Kreyòl Essence calls itself a for-profit social impact company. It partners with local nongovernmental organizations to build production from a cooperative model and ensure farmers have the technical assistance they need to grow quality crops and products.

“We had to have financial education as to why it’s important for [workers] to own their finances so that a man [cannot] just come and take your money or have power over you like that,” Momperousse says. “We feel part of our long-term social impact is being able to take the time to teach those life lessons, to have a clear vision for financial empowerment.”

As the name implies, Kreyòl Essence is advertised as a product straight outta Haiti, but Momperousse says their goal was to provide products for anyone with dry textured hair.

“Anyone who has that, they are our primary customer,” she says. “Textured hair is superdry, and of course that means that a significant number of our tribe — that’s what we call all those who are part of our Kreyòl Essence family — are women of color.”

While the company is working to develop a broader range of health and beauty products of all hair and skin types, Momperousse says she is thrilled by recent shifts in popular beauty standards.

“It’s an exciting time to see people honor and pay homage to the beauty that we already knew we had,” she says. "I think it’s an opportunity for women to just love themselves, to see that trends change and that what is perceived as beautiful by mainstream culture, by the powers that be, has changed."

Momperousse and Jean-Baptiste say curious customers should follow Kreyòl Essence's website and social media for details on the upcoming local products parties they plan to host in early 2020 at the Citadel's Pivot Market in Little Haiti. And for those who really want to see these entrepreneurs step out on a limb — or maybe more like a plank — Momperousse and Jean-Baptiste will present their goods and their business model to the snarky investors of ABC's hit business reality show, Shark Tank, this Sunday, January 12.
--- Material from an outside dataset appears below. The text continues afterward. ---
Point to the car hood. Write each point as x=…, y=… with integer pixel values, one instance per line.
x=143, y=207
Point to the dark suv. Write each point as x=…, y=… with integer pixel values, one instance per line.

"We took an initial gamble coming to South Florida, a region in which we did not have a personal history to build upon. In hindsight, South Florida was the perfect location to help us grow our business," says Jean-Baptiste, the company's chief operating officer. "I’m excited about the creative energy that you can experience flowing in all the various neighborhoods of the city, each offering its own identity and cultural signature. There’s a burgeoning entrepreneurial ecosystem that we’re excited to leverage to continue to grow our operations."